In Romagna, nel 2021 quasi 502 ettari (pari al 73,3% del consumo annuo di suolo regionale) erano stati cementificati in aree alluvionabili, eppure non è stata pronunciata una sola parola di assunzione di responsabilità, nessuna ammissione che le leggi urbanistiche che hanno consentito quei consumi di suolo, messe alla prova dei fatti, non hanno funzionato. Troppa protervia. L’umiltà di tornare sui propri passi non è un atto di debolezza da parte di chi governa, ma di saggia e lungimirante responsabilità. Nel turbinio di questi tempi moderni affollati di notizie, il rischio è di dimenticare presto sia le alluvioni, sia gli errori fatti su quei suoli, sia l’ostinazione dei decisori. Non possiamo permetterlo: una società smemorata perde in fretta la propria rotta. Il dovere della memoria ecologica è ogni giorno più urgente e richiede un paziente lavoro di ricucitura tra disastri e cause, tra rottura di equilibri fragili ed effetti. Un compito importante di cui qualcuno prima o poi si deve far carico. Al momento non sono i decisori politici a farlo, che ancora non comprendono la fondamentale funzione del suolo-ecosistema. Ma la capiscono sempre più i cittadini. E la riconosce anche la Corte dei conti, che nell’ottobre 2019 ha affermato in modo chiaro che esiste, ad esempio, una relazione certa tra consumo di suolo e dissesto idrogeologico […].
Una deliberazione che pesa come un macigno sebbene sfugga ancora al legislatore nazionale e regionale, agli urbanisti e ai decisori locali che mai l’hanno citata, pronunciata nei discorsi pubblici, inserita nei documenti di piano. Altrettanto ignorata è la spesa pubblica che ogni consumo di suolo accende. Nel 2014 pubblicai una prima stima della spesa pubblica tedesca necessaria a compensare i danni inferti dal consumo di suoli e di vegetazione al ciclo dell’acqua: 6.500 euro all’anno per ogni ettaro che viene urbanizzato. Usando questa approssimazione in Italia, la spesa pubblica annuale per gestire l’acqua, che i suoli sigillati non trattengono più, ammonterebbe a circa quattordici miliardi di euro (la superficie urbanizzata è pari a 2.151.437 ettari, il 7,14% del territorio nazionale). Le più recenti valutazioni di ISPRA hanno dimezzato quella stima portandola a 7,8 miliardi totali, ai quali si dovrebbero però aggiungere altre spese per compensare le perdite di altre funzionalità del suolo. Sono i costi sociali/ambientali dell’urbanizzazione.
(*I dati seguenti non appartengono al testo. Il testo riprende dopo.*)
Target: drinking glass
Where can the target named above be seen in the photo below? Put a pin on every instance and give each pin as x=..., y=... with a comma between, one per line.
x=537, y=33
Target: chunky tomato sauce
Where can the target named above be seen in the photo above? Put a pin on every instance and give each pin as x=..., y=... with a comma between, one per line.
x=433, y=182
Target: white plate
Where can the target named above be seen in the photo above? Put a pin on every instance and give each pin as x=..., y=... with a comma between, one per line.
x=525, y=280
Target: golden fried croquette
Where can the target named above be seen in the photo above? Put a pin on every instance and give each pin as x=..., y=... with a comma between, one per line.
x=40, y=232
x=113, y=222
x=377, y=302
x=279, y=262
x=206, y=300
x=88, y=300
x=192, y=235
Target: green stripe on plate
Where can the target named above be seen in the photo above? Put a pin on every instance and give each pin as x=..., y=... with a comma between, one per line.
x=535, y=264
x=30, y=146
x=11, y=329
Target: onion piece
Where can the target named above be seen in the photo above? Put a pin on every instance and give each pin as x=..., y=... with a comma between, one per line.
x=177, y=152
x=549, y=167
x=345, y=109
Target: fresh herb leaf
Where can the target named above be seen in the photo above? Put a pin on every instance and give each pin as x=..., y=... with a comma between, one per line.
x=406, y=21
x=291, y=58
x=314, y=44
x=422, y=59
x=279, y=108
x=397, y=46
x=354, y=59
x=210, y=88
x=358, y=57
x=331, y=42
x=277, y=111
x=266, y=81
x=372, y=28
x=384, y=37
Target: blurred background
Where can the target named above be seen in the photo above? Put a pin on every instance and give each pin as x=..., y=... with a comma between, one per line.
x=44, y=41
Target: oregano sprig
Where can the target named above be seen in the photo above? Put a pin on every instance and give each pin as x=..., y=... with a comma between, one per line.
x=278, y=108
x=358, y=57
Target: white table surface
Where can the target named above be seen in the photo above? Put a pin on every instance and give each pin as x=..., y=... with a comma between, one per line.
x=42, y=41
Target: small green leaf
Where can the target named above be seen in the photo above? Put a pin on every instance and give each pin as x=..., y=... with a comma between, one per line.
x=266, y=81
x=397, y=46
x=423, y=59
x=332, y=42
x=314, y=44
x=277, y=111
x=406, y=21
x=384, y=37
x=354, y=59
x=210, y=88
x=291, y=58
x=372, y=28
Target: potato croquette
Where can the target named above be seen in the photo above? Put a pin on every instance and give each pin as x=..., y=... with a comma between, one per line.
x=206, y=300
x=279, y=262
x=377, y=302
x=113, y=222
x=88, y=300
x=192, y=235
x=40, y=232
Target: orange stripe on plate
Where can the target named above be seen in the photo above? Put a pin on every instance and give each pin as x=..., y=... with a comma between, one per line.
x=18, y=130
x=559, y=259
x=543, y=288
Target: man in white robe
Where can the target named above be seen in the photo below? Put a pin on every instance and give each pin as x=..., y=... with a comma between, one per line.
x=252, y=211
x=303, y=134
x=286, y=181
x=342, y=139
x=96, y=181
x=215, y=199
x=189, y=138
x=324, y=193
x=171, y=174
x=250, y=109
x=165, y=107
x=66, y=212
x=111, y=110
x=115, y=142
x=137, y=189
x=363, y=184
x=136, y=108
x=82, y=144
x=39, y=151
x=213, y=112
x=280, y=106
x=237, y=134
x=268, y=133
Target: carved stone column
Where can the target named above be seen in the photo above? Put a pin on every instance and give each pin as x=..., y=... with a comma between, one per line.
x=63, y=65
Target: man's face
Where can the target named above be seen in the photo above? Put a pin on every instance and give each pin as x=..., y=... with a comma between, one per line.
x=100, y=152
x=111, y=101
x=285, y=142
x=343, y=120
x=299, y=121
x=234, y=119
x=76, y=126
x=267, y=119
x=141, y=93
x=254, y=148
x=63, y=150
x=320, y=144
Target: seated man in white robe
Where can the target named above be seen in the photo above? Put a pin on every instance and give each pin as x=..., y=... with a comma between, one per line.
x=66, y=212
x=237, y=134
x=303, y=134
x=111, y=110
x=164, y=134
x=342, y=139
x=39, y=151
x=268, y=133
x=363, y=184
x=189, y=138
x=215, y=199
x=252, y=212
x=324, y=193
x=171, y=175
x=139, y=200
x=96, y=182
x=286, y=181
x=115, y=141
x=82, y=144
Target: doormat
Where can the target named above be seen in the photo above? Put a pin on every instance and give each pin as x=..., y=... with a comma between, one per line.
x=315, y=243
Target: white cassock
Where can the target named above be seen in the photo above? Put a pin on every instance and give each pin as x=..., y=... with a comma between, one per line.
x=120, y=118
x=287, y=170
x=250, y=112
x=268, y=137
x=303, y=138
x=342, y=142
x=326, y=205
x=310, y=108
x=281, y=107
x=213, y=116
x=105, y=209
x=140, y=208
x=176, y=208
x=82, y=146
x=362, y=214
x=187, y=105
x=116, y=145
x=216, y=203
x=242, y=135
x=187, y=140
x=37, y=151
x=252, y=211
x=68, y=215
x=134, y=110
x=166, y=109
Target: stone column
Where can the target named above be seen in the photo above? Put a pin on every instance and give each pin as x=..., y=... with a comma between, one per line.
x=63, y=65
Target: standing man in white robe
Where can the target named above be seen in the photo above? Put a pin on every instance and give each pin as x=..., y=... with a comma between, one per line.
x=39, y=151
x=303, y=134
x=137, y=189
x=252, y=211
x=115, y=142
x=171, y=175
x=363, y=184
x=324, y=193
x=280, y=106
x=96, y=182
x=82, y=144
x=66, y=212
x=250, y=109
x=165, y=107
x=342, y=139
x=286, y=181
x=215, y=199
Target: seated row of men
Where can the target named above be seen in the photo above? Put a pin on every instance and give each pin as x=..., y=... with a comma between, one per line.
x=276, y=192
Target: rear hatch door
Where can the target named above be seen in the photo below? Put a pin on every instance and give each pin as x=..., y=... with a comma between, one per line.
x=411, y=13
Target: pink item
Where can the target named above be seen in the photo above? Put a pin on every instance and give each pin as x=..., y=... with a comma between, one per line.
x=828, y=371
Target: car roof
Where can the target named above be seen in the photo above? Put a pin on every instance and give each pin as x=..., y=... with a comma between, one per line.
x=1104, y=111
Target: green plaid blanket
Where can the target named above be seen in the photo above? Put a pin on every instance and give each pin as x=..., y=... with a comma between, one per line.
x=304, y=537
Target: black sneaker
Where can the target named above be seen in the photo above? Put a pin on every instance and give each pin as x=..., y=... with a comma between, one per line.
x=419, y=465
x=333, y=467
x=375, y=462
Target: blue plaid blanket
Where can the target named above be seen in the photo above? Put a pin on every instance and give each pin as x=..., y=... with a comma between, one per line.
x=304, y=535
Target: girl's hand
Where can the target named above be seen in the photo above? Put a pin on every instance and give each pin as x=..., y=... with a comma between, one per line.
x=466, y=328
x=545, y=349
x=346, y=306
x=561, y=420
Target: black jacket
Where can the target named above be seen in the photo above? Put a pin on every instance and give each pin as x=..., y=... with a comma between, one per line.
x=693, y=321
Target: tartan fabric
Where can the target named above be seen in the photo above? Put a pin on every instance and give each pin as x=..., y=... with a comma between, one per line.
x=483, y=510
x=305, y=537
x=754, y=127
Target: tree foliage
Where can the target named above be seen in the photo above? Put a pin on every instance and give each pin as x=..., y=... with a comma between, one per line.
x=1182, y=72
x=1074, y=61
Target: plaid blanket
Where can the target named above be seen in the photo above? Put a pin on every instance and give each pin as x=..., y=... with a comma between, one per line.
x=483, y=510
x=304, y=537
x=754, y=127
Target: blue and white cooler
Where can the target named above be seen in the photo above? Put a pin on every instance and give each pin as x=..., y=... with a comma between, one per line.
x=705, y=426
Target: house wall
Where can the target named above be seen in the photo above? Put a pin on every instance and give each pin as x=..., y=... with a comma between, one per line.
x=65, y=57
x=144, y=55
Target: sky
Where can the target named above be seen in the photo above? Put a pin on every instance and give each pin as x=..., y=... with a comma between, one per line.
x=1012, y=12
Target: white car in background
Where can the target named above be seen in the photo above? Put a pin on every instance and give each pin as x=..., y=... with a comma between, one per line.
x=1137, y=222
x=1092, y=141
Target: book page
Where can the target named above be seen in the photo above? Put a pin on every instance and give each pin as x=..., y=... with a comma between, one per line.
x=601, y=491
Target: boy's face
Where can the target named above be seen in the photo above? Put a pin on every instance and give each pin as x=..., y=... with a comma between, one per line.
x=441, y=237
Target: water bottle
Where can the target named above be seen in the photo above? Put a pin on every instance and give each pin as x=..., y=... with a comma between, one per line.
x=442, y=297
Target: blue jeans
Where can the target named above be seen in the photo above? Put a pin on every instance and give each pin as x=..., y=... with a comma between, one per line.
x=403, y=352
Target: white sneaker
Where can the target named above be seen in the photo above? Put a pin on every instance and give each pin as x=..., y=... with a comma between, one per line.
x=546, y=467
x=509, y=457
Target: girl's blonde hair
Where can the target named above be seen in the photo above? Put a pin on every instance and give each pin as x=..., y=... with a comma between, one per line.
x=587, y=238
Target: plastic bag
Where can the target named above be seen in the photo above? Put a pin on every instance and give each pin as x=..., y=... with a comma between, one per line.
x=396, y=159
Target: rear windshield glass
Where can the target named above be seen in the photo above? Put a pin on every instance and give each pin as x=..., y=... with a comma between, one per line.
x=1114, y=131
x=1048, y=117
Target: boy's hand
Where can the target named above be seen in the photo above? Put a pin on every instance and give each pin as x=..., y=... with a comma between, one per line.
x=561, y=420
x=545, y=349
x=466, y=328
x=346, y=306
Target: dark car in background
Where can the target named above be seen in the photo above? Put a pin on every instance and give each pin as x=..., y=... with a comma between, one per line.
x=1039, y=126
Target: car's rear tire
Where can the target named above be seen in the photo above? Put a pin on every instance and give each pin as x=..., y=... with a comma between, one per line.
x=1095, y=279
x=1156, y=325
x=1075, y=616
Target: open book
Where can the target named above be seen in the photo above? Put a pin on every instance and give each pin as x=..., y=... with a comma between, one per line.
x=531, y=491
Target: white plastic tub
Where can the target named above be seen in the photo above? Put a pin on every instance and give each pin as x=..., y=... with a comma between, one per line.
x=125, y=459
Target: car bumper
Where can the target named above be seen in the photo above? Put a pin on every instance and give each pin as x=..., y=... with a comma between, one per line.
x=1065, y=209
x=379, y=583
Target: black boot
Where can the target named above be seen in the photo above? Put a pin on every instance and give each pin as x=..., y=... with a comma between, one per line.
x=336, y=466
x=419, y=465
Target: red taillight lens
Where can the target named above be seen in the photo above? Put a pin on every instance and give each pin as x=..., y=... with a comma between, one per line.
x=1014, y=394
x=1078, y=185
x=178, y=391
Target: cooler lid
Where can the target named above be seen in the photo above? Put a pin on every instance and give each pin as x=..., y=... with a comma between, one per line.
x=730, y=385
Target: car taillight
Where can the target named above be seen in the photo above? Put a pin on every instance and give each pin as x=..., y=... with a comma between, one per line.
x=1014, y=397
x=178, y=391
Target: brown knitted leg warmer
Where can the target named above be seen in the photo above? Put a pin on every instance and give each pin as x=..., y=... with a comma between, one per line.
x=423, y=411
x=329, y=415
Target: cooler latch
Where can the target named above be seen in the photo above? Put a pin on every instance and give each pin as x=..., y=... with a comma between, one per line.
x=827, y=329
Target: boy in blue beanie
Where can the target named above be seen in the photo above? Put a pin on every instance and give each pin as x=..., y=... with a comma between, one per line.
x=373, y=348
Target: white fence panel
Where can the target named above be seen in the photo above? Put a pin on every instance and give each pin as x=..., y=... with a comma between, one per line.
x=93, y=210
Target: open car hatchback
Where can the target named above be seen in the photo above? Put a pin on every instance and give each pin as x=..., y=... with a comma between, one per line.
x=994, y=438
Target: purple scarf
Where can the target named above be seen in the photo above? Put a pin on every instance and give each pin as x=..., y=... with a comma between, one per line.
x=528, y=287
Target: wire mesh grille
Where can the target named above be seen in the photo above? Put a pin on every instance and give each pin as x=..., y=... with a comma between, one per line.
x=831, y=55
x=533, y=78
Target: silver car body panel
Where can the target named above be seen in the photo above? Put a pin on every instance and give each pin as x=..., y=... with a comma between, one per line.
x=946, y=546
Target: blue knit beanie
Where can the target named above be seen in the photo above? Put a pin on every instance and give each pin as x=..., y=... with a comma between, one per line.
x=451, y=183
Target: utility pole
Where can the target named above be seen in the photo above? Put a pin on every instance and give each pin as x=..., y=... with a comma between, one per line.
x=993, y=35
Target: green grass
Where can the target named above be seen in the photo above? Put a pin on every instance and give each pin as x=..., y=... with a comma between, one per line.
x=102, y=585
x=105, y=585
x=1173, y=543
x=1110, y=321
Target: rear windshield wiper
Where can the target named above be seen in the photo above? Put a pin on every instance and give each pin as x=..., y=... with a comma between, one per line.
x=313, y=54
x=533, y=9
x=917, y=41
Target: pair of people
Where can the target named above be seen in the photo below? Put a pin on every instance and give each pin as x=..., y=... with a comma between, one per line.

La città è un lusso, oggi più di ieri. Ogni volta che si urbanizza, piaccia o no, si incassa qualcosa ma si aggiunge, per sempre, una nuova voce alla già enorme lista dei costi comuni. Non è neppur vero che si incassa ad ogni impermeabilizzazione visto che per strade e tante opere pubbliche non vengono corrisposti oneri di urbanizzazione. Se smettessimo di consumare suolo, smetteremmo di aumentare anche la spesa pubblica. Per l’alluvione 2023 della Romagna la regione ha chiesto quasi dieci miliardi di euro allo Stato, più del costo del reddito di cittadinanza del 2022 nell’intero Paese. La Toscana ne ha chiesti quasi tre di miliardi, che pagheremo tutti. Si continua a rincorrere il danno ambientale a colpi di ristori e ripristini che durano anni, ma non si lavora abbastanza all’Unica Grande Opera (UGO) necessaria a questo Paese: la manutenzione del territorio per prevenire i dissesti idrogeologici. Questo sì che ci eviterebbe di esporci a supercosti emergenziali qua e là per il territorio, oltre a generare occupazione. Questo e altro potrebbe insegnarci la crisi ecologica, se solo cambiassimo il modo di vedere le cose.
Un estratto da Dalla parte del suolo. L’ecosistema invisibile di Paolo Pileri (Laterza, 2024).